St Columba visited Ballysadare in AD 575 at which "Before the Saint (Columba) returned to Britain he founded one church in the district of Carbury, and proceeded from thence to a place called Easdara, where all the prelates of the neighbouring regions, and vast numbers of holy men and women had come to meet him ; and, to say nothing of the rest of the multitude, which was almost beyond counting, a great many distinguished saints of the race of Cumne are recorded to have been present." This extract is from Colgan's Acta Sanctorum Hiberniae.
The O'Hara were the lords of Lúighne.
St Féichín was born in the townland of Billa in the parish of Ballysadare. He is said to have studied under St Nath Í of Achonry further to the south in the same territory. The word Bile means a sacred tree or grove. The townland is the location of the Leaba St Féichín or St Feichin's bed.
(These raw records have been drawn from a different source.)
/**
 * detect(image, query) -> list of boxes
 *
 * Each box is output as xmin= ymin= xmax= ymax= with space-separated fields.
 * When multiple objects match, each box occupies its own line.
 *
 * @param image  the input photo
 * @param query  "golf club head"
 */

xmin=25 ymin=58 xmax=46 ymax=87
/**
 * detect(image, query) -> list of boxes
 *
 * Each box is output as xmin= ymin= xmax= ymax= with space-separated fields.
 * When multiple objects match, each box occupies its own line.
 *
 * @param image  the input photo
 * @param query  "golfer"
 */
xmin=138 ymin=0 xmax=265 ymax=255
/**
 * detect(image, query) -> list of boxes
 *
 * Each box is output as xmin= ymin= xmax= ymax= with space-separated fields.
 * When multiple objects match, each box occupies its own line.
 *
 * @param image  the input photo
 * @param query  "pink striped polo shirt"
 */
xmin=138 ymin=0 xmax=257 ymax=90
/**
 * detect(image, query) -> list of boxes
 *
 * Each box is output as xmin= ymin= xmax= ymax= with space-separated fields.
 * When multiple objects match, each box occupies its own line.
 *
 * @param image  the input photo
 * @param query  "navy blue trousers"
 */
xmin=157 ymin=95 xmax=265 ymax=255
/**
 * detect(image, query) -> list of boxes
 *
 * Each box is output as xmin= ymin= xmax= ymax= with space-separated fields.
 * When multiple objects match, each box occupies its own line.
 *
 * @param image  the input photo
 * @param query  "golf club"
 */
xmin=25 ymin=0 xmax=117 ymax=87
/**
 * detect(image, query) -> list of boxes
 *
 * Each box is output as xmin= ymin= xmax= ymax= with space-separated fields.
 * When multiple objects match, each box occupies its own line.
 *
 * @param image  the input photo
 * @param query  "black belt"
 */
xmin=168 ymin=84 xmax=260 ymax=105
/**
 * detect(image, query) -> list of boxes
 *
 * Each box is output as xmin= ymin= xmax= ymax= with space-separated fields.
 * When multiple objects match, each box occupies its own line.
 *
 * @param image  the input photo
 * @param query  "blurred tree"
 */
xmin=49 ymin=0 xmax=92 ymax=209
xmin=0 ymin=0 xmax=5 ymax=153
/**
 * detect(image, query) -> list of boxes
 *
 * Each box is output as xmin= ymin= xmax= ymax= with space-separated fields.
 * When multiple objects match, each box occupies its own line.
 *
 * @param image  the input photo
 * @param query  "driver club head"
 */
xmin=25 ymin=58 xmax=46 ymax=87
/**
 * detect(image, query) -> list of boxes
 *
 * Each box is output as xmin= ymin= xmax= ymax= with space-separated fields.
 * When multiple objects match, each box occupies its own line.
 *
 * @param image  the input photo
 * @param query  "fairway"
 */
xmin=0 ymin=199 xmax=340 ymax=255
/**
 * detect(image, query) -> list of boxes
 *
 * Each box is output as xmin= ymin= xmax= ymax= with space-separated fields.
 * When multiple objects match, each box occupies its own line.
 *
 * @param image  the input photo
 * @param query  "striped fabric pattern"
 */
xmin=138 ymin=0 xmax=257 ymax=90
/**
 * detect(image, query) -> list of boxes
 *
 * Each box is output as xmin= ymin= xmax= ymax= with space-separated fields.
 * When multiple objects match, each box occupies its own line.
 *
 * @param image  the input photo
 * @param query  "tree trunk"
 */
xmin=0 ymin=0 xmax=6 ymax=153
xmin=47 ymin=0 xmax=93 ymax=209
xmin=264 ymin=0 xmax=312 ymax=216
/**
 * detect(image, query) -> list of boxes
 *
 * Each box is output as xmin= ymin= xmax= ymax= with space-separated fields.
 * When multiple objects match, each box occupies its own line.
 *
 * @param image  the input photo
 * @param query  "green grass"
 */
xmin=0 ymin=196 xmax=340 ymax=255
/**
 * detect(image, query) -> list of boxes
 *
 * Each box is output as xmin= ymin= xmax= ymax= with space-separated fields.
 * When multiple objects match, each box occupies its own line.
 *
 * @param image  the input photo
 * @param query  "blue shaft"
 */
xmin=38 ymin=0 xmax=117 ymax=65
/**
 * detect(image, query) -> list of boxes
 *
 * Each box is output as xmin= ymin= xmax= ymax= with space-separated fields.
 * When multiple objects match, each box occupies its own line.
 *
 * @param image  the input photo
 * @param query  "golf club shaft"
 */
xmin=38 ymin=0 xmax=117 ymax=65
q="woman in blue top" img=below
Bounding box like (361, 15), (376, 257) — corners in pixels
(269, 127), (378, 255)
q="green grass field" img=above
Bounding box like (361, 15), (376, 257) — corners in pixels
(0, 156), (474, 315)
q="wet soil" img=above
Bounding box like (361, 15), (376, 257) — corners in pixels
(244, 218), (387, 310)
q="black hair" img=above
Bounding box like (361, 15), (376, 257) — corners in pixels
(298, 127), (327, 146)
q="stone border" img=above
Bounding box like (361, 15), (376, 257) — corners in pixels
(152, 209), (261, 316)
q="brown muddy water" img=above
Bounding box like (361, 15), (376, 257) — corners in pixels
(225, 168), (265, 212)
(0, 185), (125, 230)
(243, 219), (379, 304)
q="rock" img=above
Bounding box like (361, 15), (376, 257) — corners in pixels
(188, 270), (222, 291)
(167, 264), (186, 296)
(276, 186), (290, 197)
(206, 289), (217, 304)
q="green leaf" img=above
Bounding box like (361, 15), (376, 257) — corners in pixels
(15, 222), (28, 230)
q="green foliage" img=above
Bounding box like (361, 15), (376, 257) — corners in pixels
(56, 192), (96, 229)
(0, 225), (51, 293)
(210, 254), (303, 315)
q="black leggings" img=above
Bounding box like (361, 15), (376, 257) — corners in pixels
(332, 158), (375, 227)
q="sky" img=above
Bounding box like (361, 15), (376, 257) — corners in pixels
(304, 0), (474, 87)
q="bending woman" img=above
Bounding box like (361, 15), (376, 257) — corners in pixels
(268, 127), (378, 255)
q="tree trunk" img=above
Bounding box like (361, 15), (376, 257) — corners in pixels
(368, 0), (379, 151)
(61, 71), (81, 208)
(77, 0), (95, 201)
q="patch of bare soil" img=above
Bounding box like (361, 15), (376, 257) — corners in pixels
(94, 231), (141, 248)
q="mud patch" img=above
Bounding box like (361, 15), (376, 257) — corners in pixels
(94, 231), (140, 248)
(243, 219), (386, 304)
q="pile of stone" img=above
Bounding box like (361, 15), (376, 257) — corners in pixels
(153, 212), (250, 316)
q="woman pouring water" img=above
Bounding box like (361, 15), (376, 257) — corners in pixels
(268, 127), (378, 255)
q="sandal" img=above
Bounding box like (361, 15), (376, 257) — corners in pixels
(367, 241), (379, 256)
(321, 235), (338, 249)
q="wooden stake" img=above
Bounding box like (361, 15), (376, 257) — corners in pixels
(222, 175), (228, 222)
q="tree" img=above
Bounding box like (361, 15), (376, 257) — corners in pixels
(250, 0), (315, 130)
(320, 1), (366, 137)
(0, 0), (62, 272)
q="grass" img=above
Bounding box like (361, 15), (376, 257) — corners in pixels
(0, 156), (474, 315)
The town developed near a church founded by St Féichín, some time before he died in AD 664 (O’Rorke 1878, 1-4).This monastic site is in Kilboglashy townland and the remains consist of a stone church known as the Great Temple of St Féichín, with a later Romanesque style carved doorway, two small buildings and a graveyard. The O'Duillenain, were erenachs of Ballysadare.
The Canons Regular of St Augustine built a new priory a short distance to the west in Abbeytown Townland in the 13th century. Ballysadare was mentioned in the Annals of the Four Masters 15 times between 1158 and 1602, in 1188, 1199, 1228, 1230, 1235, 1239, 1249, 1261, 1267, 1285, 1360, 1444, 1595 and 1602. In 1360 the Annals of the Four Masters note: A bridge of lime and stone was built by Cathal O’Conor across the river of Eas-dara. In 1588 all monastery lands around Ballysadare were seized by the Dublin government on behalf of the Crown.
Ballysadare is the site of an ancient silver and lead mine, re-opened and worked in the 19th and 20th century. It is now the site of a quarry.
Ballysadare was the location of a Pollexfen Mills, since demolished. There is also a hydro electric power station in the vicinity.
The area experienced rapid development during the 'Celtic Tiger' boom, with many new housing developments, many of which now lie empty, creating phantom estates. The village was bypassed by the N4 Sligo-Collooney dual-carriageway, completed in January 1998. The N59 Ballina-Sligo road still winds through the village.
It is home to St Mary's College, a secondary school which serves the southern and western environs of County Sligo, including the surrounding areas of Collooney and Coolaney. There is also St John's national school which serves the surrounding area
Ballysadare railway station is located on the Dublin-Sligo railway line and the Western Rail Corridor but is currently closed to passengers.